Why Your Equivalence Table Gets Flagged Before Page Two
I see equivalence comparison tables rejected not because the device is non-equivalent, but because the documentation structure makes equivalence impossible to verify. The assessor stops reading after the first few rows, writes a deficiency, and moves on. The issue is not what you concluded. It is what you documented and how you documented it.
In This Article
The equivalence demonstration is the foundation of most clinical evaluation routes under MDR. When you claim equivalence to another device, you shift the clinical evidence burden from generating new data to proving that existing data applies to your device.
But here is what happens in practice.
Most equivalence tables are built to satisfy the manufacturer, not the reviewer. They list technical characteristics, check boxes for similarity, and declare equivalence at the end. The structure looks complete. But when a Notified Body assessor or competent authority reviewer opens the file, they cannot reconstruct the reasoning. They cannot verify the claim independently.
So they reject it.
Not because your device is not equivalent. But because your table does not let them verify equivalence without making assumptions.
The Core Problem: Structure That Hides Logic
An equivalence table is not a data dump. It is a verification tool.
Every row should allow the reviewer to check one aspect of equivalence without needing to interpret, guess, or cross-reference. But most tables force the reviewer to work harder than necessary. Characteristics are listed without context. Differences are minimized without justification. The impact of variations is assumed rather than explained.
This creates friction. And friction in regulatory review does not slow things down—it stops them.
Tables that list device characteristics in parallel columns without explaining why each parameter matters for clinical performance. The reviewer cannot assess whether a difference is critical or negligible.
The reviewer should not have to figure out if a difference in polymer composition affects biocompatibility risk. You should state it. The reviewer should not have to wonder if a dimensional variation influences the mechanism of action. You should clarify it in the table itself.

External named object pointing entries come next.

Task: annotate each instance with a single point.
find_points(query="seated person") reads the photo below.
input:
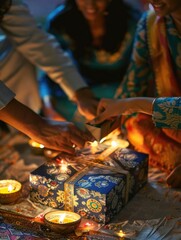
(59, 136)
(98, 35)
(23, 47)
(155, 71)
(166, 113)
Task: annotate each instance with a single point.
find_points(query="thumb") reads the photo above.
(99, 119)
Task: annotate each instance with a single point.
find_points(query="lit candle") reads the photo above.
(63, 165)
(36, 148)
(62, 221)
(9, 191)
(115, 144)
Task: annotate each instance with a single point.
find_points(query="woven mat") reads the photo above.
(154, 208)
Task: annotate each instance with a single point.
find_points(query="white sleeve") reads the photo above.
(6, 95)
(40, 48)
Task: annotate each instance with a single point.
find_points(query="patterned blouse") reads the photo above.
(167, 112)
(140, 73)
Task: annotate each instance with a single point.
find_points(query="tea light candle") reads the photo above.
(62, 221)
(10, 191)
(36, 148)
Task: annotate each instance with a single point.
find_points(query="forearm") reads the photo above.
(21, 117)
(140, 104)
(41, 48)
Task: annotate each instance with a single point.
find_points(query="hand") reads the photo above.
(107, 108)
(174, 179)
(59, 136)
(86, 103)
(49, 111)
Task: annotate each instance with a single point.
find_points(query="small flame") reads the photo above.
(121, 233)
(114, 144)
(94, 146)
(35, 144)
(10, 188)
(61, 218)
(63, 166)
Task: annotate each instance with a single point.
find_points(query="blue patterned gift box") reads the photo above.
(97, 193)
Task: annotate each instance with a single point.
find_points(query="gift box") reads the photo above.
(96, 190)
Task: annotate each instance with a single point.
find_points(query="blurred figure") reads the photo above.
(59, 136)
(166, 113)
(98, 35)
(23, 47)
(155, 71)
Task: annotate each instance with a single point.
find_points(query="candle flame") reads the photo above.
(63, 166)
(61, 218)
(121, 233)
(10, 188)
(35, 144)
(114, 144)
(94, 146)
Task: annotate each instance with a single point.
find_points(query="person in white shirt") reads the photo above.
(23, 47)
(59, 136)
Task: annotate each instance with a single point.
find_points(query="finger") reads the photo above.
(77, 140)
(68, 149)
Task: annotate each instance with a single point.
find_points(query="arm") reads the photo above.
(139, 73)
(59, 136)
(166, 112)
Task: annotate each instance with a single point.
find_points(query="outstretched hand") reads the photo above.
(60, 136)
(174, 179)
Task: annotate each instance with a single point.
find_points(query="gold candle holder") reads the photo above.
(10, 191)
(62, 221)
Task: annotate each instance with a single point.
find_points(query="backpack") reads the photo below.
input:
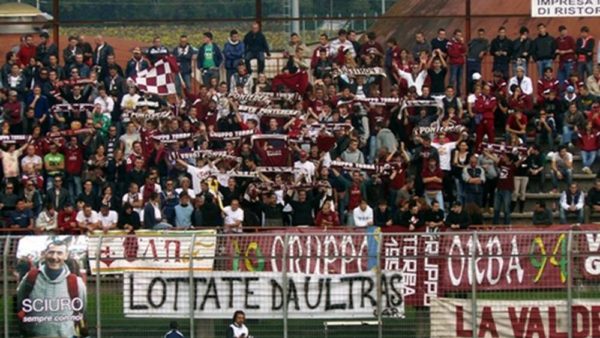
(72, 287)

What MDR and MDCG Actually Require
MDR Annex XIV Part A defines equivalence through technical, biological, and clinical characteristics. All three categories must demonstrate equivalence. MDCG 2020-5 Rev. 1 further details the comparison process and emphasizes that differences must be assessed for their impact on clinical safety and performance.
This is not a checklist exercise.
You are not proving that two devices are identical. You are proving that differences do not affect the applicability of clinical data. This means every documented difference must be accompanied by a risk-based justification of why it does not change clinical outcomes.
But most tables skip this step.
They list differences. They acknowledge variations. But they do not explain why those variations are acceptable. The logical gap is left for the reviewer to fill. And reviewers do not fill gaps—they flag them.
The Documentation Framework That Works
An equivalence comparison table that passes review has a specific structure. It is not about adding more columns. It is about making the reasoning explicit at every level.
1. Define the Comparison Parameters First
Before comparing anything, define what you are comparing and why it matters.
Each technical characteristic should be linked to a clinical or safety-relevant function. Material composition matters because it affects biocompatibility. Dimensional tolerances matter because they influence mechanical performance. Surface finish matters because it impacts tissue integration or microbial adhesion.
State the connection upfront. Do not assume the reviewer knows why a parameter is relevant.
2. Present Both Devices With Equal Detail
One common mistake: the subject device is described in full technical detail while the equivalent device is referenced by trade name and a few vague specifications.
This does not work.
The reviewer must be able to verify equivalence from the table itself. That means both devices need the same level of specification. If you list the polymer grade and processing method for your device, do the same for the equivalent device. If you describe coating thickness and adhesion strength, provide the same data for both sides.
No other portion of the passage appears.